Plans to introduce the scheme - similar to that for school teachers - have been announced as part of the government's public spending review.

There is 50m to fund it in 2001/02, with the aim of boosting recruitment and retention in the sector.

The Education Secretary, David Blunkett, said he was making the money available on a "something-for-something basis, as we have outlined for the schools sector".

college students in canteen
The government wants to see more students in further education

He said the cash would "help colleges ensure high quality teaching and learning is properly rewarded, with early emphasis on recruitment and retention in sixth form colleges".

As well as the 50m for pay, the education department has announced that a further 8m will be channelled into the sector for students aged between 16 and 18.

A spokeswoman said it had not yet been decided how the 8m would be spent, and consultation would take place.

She said the money, added to 365m already announced for further education, meant a total increase in funding for the sector of "at least" 423m.

This represents an increase of 9.2% in real terms on what the sector currently receives.

Sector 'pleased'

News of the new pay scheme, and the extra funding in general, has gone down well with further education representatives.

David Gibson, chief executive of the Association of Colleges (AoC), said no details were yet known about how the FE performance-related pay scheme would work.

But he said: "We have asked for improvements in pay as a sector.

"Lecturers fall about 8% behind teachers in terms of pay.
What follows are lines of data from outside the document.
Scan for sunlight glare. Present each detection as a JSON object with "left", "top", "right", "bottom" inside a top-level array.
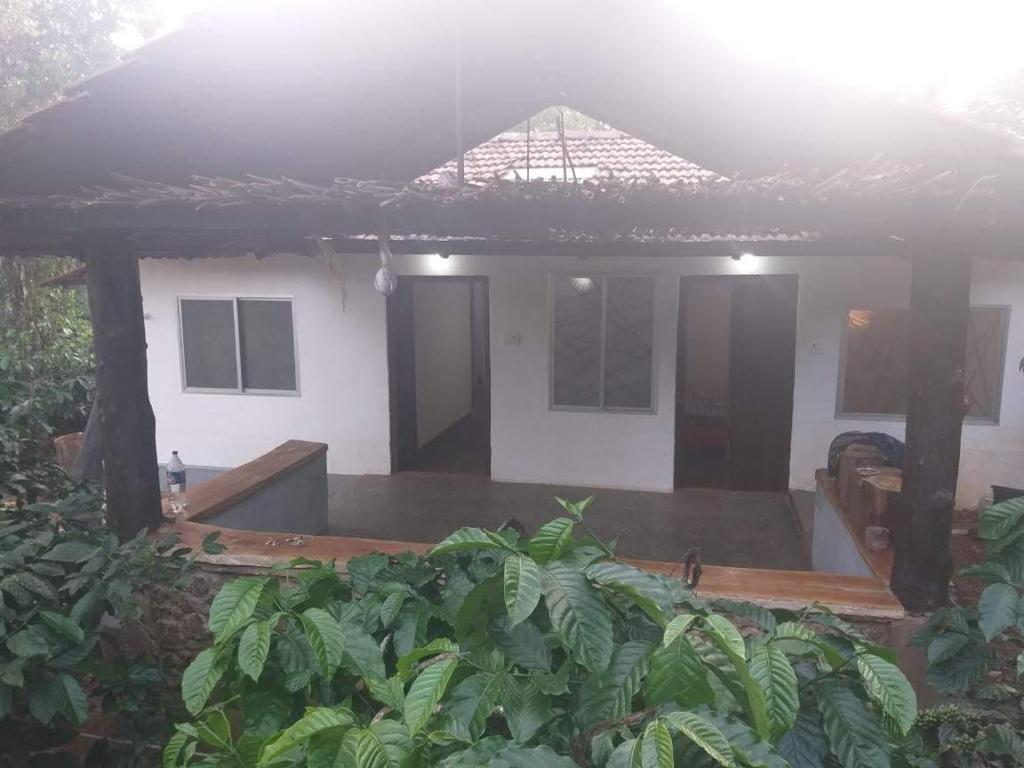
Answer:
[
  {"left": 127, "top": 0, "right": 1024, "bottom": 111},
  {"left": 681, "top": 0, "right": 1024, "bottom": 109}
]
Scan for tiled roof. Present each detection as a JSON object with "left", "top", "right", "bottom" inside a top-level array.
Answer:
[{"left": 420, "top": 130, "right": 720, "bottom": 185}]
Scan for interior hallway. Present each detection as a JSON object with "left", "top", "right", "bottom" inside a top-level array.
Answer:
[{"left": 405, "top": 415, "right": 489, "bottom": 475}]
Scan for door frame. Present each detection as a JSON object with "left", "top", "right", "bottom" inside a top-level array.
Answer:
[{"left": 385, "top": 274, "right": 491, "bottom": 474}]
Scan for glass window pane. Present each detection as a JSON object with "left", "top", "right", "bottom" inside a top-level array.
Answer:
[
  {"left": 238, "top": 299, "right": 297, "bottom": 391},
  {"left": 841, "top": 306, "right": 1008, "bottom": 420},
  {"left": 841, "top": 309, "right": 909, "bottom": 415},
  {"left": 552, "top": 276, "right": 602, "bottom": 407},
  {"left": 965, "top": 307, "right": 1008, "bottom": 420},
  {"left": 603, "top": 276, "right": 655, "bottom": 409},
  {"left": 180, "top": 299, "right": 239, "bottom": 389}
]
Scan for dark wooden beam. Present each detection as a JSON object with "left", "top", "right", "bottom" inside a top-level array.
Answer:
[
  {"left": 0, "top": 229, "right": 918, "bottom": 261},
  {"left": 0, "top": 185, "right": 989, "bottom": 244},
  {"left": 332, "top": 237, "right": 910, "bottom": 260},
  {"left": 84, "top": 237, "right": 163, "bottom": 539},
  {"left": 890, "top": 234, "right": 971, "bottom": 610}
]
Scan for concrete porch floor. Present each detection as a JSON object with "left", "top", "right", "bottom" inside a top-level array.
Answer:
[{"left": 327, "top": 473, "right": 810, "bottom": 570}]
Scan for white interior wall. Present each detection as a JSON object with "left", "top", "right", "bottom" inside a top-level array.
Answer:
[
  {"left": 140, "top": 251, "right": 1024, "bottom": 507},
  {"left": 413, "top": 281, "right": 472, "bottom": 446}
]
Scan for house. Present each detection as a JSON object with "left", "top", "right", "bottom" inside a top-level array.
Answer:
[
  {"left": 4, "top": 0, "right": 1024, "bottom": 610},
  {"left": 136, "top": 127, "right": 1024, "bottom": 505}
]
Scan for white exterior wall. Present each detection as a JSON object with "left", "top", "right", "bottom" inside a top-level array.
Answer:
[
  {"left": 140, "top": 251, "right": 1024, "bottom": 506},
  {"left": 140, "top": 253, "right": 391, "bottom": 475}
]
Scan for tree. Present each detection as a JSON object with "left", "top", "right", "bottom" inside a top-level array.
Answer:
[
  {"left": 1, "top": 0, "right": 156, "bottom": 131},
  {"left": 1, "top": 0, "right": 156, "bottom": 500}
]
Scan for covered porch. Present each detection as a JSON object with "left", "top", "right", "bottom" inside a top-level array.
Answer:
[
  {"left": 163, "top": 439, "right": 898, "bottom": 617},
  {"left": 7, "top": 169, "right": 1008, "bottom": 611}
]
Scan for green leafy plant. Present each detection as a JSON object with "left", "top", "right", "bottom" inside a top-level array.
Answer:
[
  {"left": 0, "top": 490, "right": 210, "bottom": 766},
  {"left": 167, "top": 499, "right": 922, "bottom": 767},
  {"left": 912, "top": 497, "right": 1024, "bottom": 766},
  {"left": 0, "top": 256, "right": 95, "bottom": 504}
]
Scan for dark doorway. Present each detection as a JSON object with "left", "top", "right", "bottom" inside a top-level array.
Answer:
[
  {"left": 674, "top": 274, "right": 798, "bottom": 492},
  {"left": 387, "top": 276, "right": 490, "bottom": 475}
]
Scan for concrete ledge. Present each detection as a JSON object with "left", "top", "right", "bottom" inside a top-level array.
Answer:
[
  {"left": 812, "top": 469, "right": 893, "bottom": 581},
  {"left": 169, "top": 440, "right": 328, "bottom": 535}
]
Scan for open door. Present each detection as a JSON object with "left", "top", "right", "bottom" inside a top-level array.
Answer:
[
  {"left": 387, "top": 276, "right": 490, "bottom": 475},
  {"left": 675, "top": 274, "right": 797, "bottom": 492}
]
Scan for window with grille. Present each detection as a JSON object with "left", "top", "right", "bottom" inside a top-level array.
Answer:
[
  {"left": 839, "top": 306, "right": 1008, "bottom": 421},
  {"left": 551, "top": 275, "right": 655, "bottom": 411},
  {"left": 178, "top": 297, "right": 297, "bottom": 393}
]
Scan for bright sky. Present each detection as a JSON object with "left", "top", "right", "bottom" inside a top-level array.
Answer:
[{"left": 131, "top": 0, "right": 1024, "bottom": 111}]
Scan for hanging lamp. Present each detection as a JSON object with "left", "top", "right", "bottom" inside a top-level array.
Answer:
[{"left": 374, "top": 235, "right": 398, "bottom": 297}]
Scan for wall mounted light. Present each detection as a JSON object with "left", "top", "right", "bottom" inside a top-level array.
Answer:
[
  {"left": 730, "top": 251, "right": 758, "bottom": 274},
  {"left": 425, "top": 251, "right": 455, "bottom": 274},
  {"left": 570, "top": 276, "right": 596, "bottom": 294}
]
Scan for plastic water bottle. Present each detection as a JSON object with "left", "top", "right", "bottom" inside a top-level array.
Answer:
[{"left": 166, "top": 451, "right": 187, "bottom": 517}]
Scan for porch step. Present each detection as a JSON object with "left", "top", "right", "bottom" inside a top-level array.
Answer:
[
  {"left": 164, "top": 523, "right": 903, "bottom": 619},
  {"left": 627, "top": 557, "right": 903, "bottom": 619}
]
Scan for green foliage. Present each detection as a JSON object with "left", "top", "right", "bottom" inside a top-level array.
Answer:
[
  {"left": 1, "top": 0, "right": 156, "bottom": 132},
  {"left": 3, "top": 0, "right": 160, "bottom": 504},
  {"left": 167, "top": 501, "right": 923, "bottom": 767},
  {"left": 503, "top": 553, "right": 542, "bottom": 627},
  {"left": 528, "top": 517, "right": 575, "bottom": 563},
  {"left": 749, "top": 645, "right": 799, "bottom": 738},
  {"left": 914, "top": 496, "right": 1024, "bottom": 765},
  {"left": 0, "top": 490, "right": 203, "bottom": 763},
  {"left": 0, "top": 256, "right": 95, "bottom": 504}
]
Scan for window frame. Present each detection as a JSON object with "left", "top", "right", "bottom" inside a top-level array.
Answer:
[
  {"left": 176, "top": 295, "right": 300, "bottom": 396},
  {"left": 835, "top": 303, "right": 1009, "bottom": 425},
  {"left": 547, "top": 273, "right": 658, "bottom": 415}
]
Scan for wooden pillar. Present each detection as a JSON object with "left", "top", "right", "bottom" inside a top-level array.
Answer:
[
  {"left": 84, "top": 238, "right": 163, "bottom": 539},
  {"left": 891, "top": 235, "right": 971, "bottom": 611}
]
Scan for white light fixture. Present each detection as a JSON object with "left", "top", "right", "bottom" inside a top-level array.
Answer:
[
  {"left": 374, "top": 237, "right": 398, "bottom": 297},
  {"left": 424, "top": 251, "right": 455, "bottom": 274},
  {"left": 570, "top": 276, "right": 596, "bottom": 294},
  {"left": 731, "top": 251, "right": 758, "bottom": 274}
]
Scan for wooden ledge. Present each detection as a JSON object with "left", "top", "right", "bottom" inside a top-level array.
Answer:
[
  {"left": 160, "top": 519, "right": 903, "bottom": 620},
  {"left": 816, "top": 469, "right": 894, "bottom": 581},
  {"left": 168, "top": 440, "right": 327, "bottom": 524}
]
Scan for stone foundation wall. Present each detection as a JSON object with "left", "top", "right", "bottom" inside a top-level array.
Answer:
[{"left": 144, "top": 567, "right": 235, "bottom": 669}]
This will go a considerable way towards rectifying that."

He added the association was also pleased with the additional 150m announced by the Chancellor, Gordon Brown, for the education maintenance allowance scheme.
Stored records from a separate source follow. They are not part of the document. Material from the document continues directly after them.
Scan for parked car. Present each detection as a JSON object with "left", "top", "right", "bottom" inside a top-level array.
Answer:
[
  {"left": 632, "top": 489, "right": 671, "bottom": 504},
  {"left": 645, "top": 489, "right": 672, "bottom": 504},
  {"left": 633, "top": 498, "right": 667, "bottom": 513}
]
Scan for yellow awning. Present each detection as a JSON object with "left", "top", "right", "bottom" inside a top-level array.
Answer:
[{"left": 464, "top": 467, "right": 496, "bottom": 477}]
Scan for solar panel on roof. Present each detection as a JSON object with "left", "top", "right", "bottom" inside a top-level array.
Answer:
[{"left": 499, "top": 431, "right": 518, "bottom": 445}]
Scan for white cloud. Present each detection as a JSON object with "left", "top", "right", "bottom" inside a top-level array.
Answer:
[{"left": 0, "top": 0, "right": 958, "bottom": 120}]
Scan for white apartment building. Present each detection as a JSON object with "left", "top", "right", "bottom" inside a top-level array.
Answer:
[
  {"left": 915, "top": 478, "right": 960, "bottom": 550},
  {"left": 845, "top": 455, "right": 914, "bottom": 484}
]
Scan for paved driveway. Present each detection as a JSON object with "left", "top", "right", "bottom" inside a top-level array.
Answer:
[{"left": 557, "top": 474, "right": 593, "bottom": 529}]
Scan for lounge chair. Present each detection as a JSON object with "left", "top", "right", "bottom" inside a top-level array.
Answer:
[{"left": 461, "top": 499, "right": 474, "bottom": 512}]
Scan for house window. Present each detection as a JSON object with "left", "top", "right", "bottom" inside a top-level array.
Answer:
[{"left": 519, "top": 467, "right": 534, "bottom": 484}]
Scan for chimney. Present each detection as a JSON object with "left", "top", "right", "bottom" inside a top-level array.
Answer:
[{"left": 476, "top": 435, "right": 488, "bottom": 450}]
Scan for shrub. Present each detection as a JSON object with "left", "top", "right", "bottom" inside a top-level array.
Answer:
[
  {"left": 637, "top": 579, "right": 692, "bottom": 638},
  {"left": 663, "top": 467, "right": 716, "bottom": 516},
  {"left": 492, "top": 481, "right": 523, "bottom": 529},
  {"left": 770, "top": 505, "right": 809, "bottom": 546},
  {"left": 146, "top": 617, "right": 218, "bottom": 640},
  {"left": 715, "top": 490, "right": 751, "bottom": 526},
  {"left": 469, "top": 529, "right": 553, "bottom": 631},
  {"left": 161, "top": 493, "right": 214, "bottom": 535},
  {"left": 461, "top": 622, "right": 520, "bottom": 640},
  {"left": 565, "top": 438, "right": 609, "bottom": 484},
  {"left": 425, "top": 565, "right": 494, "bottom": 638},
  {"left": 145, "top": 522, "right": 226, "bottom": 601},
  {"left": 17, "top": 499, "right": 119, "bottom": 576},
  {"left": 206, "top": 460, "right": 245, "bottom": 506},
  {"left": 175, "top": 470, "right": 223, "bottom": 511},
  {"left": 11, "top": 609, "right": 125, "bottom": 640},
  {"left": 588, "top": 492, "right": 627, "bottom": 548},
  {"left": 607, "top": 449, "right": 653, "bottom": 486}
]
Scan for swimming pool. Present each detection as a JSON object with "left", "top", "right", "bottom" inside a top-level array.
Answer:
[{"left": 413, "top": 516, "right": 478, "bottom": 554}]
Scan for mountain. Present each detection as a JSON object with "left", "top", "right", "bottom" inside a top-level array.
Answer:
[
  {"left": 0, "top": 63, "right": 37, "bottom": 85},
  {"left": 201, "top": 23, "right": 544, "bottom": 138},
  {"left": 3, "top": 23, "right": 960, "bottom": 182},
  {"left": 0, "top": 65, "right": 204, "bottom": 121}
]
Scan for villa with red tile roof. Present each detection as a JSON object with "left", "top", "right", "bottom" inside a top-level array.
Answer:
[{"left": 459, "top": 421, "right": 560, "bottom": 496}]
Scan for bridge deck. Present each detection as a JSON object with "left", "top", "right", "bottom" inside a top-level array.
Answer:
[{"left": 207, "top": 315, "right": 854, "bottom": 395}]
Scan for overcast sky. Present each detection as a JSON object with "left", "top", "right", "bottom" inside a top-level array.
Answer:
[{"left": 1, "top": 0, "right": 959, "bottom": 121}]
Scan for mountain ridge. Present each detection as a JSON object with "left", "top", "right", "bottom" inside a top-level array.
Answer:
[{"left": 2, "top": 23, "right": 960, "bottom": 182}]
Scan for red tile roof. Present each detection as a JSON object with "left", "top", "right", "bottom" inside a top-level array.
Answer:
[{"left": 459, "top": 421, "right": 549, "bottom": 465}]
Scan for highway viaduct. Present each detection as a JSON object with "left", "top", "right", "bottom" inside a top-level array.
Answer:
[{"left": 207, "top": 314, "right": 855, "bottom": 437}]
During his Commons speech on Tuesday, Mr Brown said this money was to help "raise Britain's appallingly low staying-on rate".

He added: "Our new and challenging target is by 2004, 80,000 more young 16-18 year olds staying in education, and by age 21 nearly 60% of young people will have left school or college with A-levels or their equivalent."


Mr Gibson also applauded Mr Brown's promise more money would be spent on tackling adult illiteracy.

However, he said more money was still needed by the further education sector, which, like higher education, had only received a pledge of the extra funding it would receive during one year - 2001/02.

The AoC has warned that further education funding must rise by a quarter over the next three years if the government's lifelong learning and other post-16 reforms are to become reality.

The Education Department spokeswoman said that further education funding was usually decided on a year-by-year basis.

In addition, changes in further education funding would be introduced next year, when, subject to final Parliamentary approval, funding would be administered by the Learning and Skills Council.